Factual Pursuit of Truth for Progress
A decline in revenue allocation to federal, state and local governments has been recorded from a peak of N970.57bn in July 2021 to N680.783bn in May 2022, representing a 30 per cent reduction over the period.
The decrease in allocation to these levels of government reveals the fiscal challenges facing various levels of government in Africa’s biggest economy.
“It is obvious that with this outlook, state governments will not be able to execute capital projects, pay salaries and meet other needs. This is time for states to look inwards,” said Professor of Economics at Covenant University, Jonathan Aremu, in a telephone interview last night.
Nigeria earns its biggest revenue from crude oil, but it has paid N2.1tn in the first six months of the year and could pay another N4tn by the end of the year, according to the International Monetary Fund estimates.
The opaque and fraudulent subsidy regime has made it nearly impossible for the Nigerian National Petroleum Corporation to make remittances to the government consistently.
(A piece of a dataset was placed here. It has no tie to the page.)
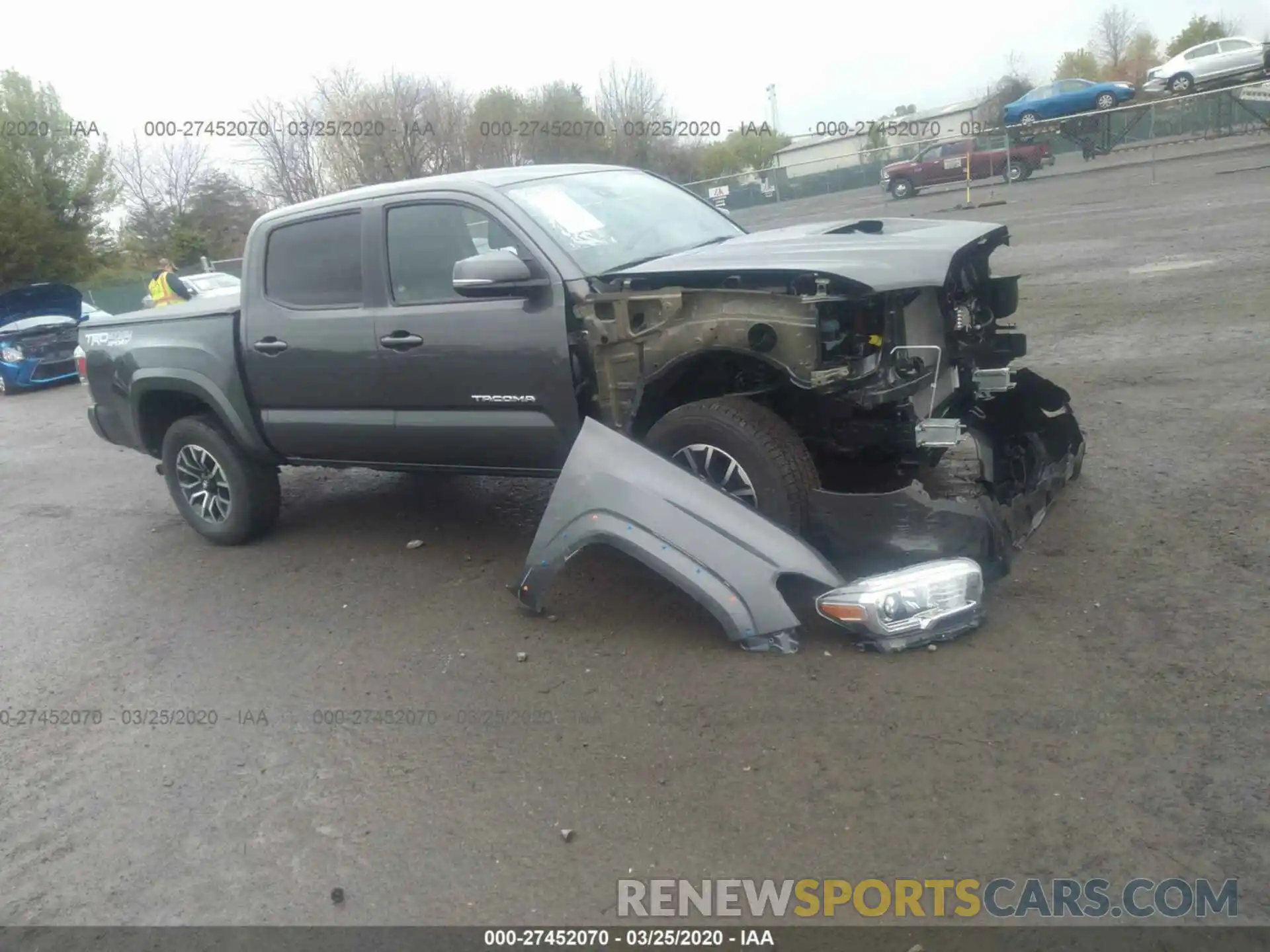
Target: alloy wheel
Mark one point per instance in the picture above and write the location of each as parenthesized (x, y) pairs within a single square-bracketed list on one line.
[(719, 470), (204, 484)]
The Federal Government has raised its budgetary allocation of N443 billion for gasoline subsidy to N4 trillion and has received approval from the National Assembly.
The situation is worsened by declining oil production and theft. Oil production fell to 1.2 million barrels per day in April 2022 from 1.238 million barrels in March, according to OPEC Monthly Oil Market Report. This is far from the oil benchmark of 1.88 million barrels per day in the 2022 budget.
Company Income Tax in Nigeria fell from N472.52bn obtained in the third quarter of 2021 to N347.81 billion in the last quarter of 2021, indicating a 26 per cent decrease over the period, according to the National Bureau of Statistics,
“A lot of states did not think the revenue would decline so fast. The revenues would go down if their sources are declining. It costs more now to construct those projects, so states need to look inwardly. They also need to plug leakages because this is not the time to waste money at all,” Aremu said.
A Lagos-based senior financial analyst and Director at Bishop and Rooks, Mr Wole Oluyemi, said it was obvious that states might not continue to fund big projects and could default on many fronts.
“There is a limitation on the number of projects they can do. Those who have a high-risk appetite and still want to continue those projects will start owing salaries because something must give way. Projects will be abandoned and some of them will start borrowing in the form of bonds for projects so that they can continue with their plans,” Oleyemi said.